Six-week-old BALB/c female mice, purchased from the Center of Experimental Animals, Jilin University, Changchun, China, were randomly divided into 2 groups: infected and healthy control. All mice in the infected group were injected intraperitoneal injection (i.p.) with 200 μL ricin (1 μg/mL) diluted with PBS (0.02 M, pH 7.4). Control mice were given PBS without ricin by the same route. All animal experiments were approved by the Center of Laboratory Animals in Jilin Province, China. Ricin toxin was supplied by our laboratory.

Blood samples from the infected and control groups were collected at 3, 6, 12, 24 and 36 h post-infection from femoral artery, 20 mice per sample time, and designated as subgroup I, II, III, IV, V and C, respectively. After allowing to clot at room temperature for 1 h, the samples were centrifuged at 4000g for 15 min to separate out the blood serum. Recovered sera were divided into aliquots immediately and frozen at −80 °C until used. Freeze thawing was not permitted before mass spectrometry analysis.

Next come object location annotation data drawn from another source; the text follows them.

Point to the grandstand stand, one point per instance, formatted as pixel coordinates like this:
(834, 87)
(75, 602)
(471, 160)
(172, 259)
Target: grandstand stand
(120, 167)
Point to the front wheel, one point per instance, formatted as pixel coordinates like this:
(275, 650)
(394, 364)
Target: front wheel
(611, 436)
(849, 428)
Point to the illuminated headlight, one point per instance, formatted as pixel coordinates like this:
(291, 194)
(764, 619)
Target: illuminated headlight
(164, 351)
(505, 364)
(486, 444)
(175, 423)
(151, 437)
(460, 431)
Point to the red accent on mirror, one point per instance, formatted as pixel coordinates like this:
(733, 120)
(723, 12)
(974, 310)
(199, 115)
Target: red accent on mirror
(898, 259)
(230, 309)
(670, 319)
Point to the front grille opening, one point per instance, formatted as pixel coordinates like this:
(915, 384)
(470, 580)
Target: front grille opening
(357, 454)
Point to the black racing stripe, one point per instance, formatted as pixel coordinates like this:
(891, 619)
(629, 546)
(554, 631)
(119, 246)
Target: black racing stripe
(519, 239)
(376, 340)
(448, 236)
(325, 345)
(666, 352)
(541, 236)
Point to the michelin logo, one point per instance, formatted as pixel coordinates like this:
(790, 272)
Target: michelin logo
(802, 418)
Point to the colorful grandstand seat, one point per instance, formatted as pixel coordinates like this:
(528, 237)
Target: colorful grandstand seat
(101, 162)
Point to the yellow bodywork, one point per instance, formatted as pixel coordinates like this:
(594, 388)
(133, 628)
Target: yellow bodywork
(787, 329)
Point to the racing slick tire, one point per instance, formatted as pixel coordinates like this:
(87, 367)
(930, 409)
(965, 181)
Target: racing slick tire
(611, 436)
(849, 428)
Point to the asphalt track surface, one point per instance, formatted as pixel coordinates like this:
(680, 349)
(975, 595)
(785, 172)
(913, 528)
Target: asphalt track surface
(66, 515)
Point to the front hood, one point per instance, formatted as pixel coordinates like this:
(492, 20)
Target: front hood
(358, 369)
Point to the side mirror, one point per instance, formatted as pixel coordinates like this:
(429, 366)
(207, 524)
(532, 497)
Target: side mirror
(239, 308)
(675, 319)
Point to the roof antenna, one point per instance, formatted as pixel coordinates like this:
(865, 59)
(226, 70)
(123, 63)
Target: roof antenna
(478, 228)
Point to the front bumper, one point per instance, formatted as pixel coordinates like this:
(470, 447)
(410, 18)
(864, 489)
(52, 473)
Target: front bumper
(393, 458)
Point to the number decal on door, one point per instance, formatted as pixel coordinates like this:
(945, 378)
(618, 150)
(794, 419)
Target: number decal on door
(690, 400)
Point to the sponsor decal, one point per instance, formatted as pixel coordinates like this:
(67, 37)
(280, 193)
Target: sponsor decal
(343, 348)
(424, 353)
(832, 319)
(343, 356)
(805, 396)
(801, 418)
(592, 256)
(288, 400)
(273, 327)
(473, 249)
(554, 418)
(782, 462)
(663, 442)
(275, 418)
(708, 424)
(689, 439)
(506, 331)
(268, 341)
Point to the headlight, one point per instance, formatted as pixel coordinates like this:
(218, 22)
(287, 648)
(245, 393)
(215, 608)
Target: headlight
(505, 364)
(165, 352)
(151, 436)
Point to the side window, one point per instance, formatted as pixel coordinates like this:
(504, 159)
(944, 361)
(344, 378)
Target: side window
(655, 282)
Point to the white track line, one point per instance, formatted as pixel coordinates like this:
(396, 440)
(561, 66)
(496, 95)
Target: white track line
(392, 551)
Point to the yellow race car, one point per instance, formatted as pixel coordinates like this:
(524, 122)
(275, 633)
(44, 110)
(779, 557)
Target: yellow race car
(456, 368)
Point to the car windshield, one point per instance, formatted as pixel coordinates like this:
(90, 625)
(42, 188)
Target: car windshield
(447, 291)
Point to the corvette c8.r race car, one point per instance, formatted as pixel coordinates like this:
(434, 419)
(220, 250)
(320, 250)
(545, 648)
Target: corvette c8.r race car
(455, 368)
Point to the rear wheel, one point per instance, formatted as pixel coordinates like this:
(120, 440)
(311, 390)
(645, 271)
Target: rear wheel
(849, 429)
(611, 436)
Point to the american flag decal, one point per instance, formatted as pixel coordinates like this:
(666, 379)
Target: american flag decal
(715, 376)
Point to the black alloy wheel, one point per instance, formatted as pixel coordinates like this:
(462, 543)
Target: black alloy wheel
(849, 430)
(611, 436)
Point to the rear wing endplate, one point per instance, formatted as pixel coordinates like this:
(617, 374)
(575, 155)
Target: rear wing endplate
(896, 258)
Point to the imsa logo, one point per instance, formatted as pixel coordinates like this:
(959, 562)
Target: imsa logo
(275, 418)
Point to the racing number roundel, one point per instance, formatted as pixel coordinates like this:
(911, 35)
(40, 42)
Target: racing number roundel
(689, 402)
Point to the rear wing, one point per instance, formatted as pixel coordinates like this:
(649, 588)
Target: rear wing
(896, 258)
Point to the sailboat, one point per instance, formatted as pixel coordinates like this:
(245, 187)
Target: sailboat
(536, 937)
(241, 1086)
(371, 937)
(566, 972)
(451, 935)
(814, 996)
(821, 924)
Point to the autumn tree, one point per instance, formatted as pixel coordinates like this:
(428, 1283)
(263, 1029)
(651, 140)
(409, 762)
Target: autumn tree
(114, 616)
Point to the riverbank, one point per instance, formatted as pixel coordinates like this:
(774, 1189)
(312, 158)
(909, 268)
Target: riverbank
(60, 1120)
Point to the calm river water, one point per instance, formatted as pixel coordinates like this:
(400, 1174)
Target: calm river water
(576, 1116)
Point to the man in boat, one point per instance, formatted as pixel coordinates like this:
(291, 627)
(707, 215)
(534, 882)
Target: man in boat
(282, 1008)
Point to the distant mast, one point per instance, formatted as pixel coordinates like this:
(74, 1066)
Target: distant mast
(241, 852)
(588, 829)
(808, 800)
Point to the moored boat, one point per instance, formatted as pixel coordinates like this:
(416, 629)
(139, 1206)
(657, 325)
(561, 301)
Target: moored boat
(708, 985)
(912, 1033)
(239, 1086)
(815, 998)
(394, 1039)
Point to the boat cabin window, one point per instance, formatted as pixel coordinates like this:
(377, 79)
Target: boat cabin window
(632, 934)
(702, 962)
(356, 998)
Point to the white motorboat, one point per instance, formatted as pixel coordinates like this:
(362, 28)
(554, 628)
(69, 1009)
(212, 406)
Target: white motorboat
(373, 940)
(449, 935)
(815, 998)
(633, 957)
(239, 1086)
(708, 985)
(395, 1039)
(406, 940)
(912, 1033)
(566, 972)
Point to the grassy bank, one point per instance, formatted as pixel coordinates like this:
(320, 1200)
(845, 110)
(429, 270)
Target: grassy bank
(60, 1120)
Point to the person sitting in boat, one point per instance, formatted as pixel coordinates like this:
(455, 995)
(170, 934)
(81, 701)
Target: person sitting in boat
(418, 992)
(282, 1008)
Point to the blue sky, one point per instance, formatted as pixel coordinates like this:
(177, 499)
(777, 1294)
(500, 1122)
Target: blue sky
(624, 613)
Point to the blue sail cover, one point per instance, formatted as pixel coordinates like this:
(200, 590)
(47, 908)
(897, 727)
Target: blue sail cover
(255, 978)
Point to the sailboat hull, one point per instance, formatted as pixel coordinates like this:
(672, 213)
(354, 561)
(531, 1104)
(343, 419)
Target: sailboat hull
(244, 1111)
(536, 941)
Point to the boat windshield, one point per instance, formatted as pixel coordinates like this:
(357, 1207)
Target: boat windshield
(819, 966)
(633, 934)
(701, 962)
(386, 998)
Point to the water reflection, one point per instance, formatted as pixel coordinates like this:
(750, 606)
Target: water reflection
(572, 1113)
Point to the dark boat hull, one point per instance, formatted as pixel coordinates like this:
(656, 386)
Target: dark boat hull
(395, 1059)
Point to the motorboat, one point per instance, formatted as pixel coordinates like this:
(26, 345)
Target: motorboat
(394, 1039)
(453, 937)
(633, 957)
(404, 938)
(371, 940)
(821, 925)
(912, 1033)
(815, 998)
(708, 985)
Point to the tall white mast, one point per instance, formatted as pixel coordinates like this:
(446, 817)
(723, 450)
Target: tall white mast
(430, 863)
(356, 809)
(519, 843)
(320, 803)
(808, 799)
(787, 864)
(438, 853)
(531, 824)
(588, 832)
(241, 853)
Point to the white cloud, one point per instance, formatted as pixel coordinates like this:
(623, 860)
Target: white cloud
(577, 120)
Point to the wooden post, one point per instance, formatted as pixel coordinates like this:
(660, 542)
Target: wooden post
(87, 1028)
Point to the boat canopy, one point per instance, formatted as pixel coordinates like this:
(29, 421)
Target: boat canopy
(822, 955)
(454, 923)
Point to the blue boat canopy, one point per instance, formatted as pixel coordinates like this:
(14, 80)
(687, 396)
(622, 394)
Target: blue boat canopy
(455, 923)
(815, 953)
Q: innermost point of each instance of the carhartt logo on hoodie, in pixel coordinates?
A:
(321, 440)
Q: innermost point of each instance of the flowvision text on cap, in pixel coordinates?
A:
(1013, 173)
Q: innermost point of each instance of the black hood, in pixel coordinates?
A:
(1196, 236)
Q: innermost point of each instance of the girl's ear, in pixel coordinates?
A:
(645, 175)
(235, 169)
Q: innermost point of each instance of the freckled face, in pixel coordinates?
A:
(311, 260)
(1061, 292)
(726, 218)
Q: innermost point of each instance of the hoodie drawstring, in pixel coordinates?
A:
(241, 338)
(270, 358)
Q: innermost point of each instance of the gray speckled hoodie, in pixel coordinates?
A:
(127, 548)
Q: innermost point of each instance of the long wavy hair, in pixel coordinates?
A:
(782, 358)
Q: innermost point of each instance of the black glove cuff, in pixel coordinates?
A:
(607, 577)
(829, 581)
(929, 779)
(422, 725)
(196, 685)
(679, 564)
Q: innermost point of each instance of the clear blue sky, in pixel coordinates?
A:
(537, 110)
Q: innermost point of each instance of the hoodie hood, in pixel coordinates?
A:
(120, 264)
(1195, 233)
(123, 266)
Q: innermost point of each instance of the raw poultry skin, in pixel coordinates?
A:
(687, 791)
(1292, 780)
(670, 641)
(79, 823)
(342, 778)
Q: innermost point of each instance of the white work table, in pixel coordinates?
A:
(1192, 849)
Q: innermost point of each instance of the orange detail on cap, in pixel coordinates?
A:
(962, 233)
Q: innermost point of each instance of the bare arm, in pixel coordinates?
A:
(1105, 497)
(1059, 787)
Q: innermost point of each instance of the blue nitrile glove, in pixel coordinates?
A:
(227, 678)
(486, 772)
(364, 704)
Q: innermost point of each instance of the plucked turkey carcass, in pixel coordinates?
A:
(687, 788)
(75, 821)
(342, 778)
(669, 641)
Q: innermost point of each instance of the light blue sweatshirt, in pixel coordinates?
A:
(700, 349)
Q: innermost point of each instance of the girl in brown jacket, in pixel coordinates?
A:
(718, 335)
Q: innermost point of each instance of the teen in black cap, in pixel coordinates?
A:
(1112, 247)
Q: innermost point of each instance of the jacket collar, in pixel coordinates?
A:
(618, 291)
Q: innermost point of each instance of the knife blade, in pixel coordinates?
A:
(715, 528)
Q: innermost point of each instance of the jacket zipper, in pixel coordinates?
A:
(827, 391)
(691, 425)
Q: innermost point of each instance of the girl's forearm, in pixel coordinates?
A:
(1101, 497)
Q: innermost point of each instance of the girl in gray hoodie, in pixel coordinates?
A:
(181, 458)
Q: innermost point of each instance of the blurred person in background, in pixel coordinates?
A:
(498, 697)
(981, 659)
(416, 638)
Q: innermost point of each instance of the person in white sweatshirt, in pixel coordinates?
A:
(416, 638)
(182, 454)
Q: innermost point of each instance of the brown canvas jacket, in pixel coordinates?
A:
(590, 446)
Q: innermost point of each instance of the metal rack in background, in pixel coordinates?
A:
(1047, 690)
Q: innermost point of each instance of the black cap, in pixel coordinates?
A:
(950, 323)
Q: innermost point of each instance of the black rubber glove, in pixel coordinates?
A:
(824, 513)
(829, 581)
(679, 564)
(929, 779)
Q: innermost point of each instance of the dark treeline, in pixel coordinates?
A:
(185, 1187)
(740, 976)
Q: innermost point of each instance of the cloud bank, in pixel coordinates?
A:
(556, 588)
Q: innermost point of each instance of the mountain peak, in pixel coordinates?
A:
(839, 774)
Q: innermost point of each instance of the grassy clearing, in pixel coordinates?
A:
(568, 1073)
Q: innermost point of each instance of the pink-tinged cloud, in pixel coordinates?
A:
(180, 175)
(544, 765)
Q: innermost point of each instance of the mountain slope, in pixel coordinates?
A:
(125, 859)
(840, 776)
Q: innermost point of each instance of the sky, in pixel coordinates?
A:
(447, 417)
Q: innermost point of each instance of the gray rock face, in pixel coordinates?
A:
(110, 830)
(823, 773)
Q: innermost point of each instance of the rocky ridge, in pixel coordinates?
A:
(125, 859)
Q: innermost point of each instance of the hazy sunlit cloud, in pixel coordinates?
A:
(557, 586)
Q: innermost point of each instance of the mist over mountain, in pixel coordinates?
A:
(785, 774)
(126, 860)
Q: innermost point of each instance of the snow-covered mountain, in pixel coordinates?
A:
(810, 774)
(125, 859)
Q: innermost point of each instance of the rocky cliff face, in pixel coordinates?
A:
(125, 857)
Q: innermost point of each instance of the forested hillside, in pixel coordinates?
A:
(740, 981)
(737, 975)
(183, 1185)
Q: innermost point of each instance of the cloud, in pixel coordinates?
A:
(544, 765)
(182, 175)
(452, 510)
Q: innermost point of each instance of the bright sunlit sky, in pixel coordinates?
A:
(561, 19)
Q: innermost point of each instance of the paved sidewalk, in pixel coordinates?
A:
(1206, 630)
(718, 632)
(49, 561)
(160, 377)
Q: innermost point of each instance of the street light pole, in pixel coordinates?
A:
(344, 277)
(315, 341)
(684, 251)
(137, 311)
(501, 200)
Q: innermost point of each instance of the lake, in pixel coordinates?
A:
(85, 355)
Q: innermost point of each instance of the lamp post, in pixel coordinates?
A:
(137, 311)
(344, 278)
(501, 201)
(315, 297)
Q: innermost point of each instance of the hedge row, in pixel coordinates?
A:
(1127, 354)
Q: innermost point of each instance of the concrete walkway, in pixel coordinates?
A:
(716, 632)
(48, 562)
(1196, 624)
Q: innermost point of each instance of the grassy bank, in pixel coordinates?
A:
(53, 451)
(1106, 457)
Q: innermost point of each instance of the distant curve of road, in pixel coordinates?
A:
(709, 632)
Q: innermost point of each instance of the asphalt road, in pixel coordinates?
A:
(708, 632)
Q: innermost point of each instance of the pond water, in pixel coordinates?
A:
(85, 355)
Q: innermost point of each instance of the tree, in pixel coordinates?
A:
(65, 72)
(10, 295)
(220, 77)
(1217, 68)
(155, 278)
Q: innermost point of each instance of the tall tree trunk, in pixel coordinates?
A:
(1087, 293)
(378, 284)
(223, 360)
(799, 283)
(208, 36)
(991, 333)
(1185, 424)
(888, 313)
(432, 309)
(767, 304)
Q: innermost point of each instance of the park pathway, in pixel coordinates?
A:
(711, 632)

All serum samples were treated using the ClinProt™ microparticle beads (Bruker Daltonik GmbH, Bremen, Germany) with four different surface functionalities, including hydrophobic interaction (MB-HIC8), MB-HIC18, weak cation ion exchange (MB-WCX) and immobilized metal-affinity chromatography containing copper ions (IMAC-Cu) according to the manufacturer’s instructions.

Spectra derived from infected and control groups were acquired using FlexControl software in an Autoflex III smartbeam-MALDI-TOF/MS with the Clin-Port method. The instrument was operated in a positive ion linear mode. High voltage of the Ion Source 1, Ion Source 2 and Lens were set to 20.05, 18.95 and 6.52 kV, respectively, and the Pulsed ion Extraction time was 200 ns; 200 shots were automatically accumulated for each spectrum. The mass spectrometer was calibrated using the Bruker Protein calibration Standard I Calibration kit after collection of every 10 spectra.

ClinProTools software version 2.2 for Biomarker Detection and Evaluation (Bruker Daltonics) was used for normalization of a set of spectra obtained from the ricin-infected and control groups. The classification models were generated by Genetic Algorithms (GA) within the software suite, and cross validation was performed to evaluate the reliability of a classification model. A p-value of <0.05 was considered statistically significant.

In order to verify accuracy of the model, other serum samples of infected mice, by i.p. and aerosol exposure infection, were collected and treated with magnetic beads in the same way. After data acquisition, we analyzed it with this model.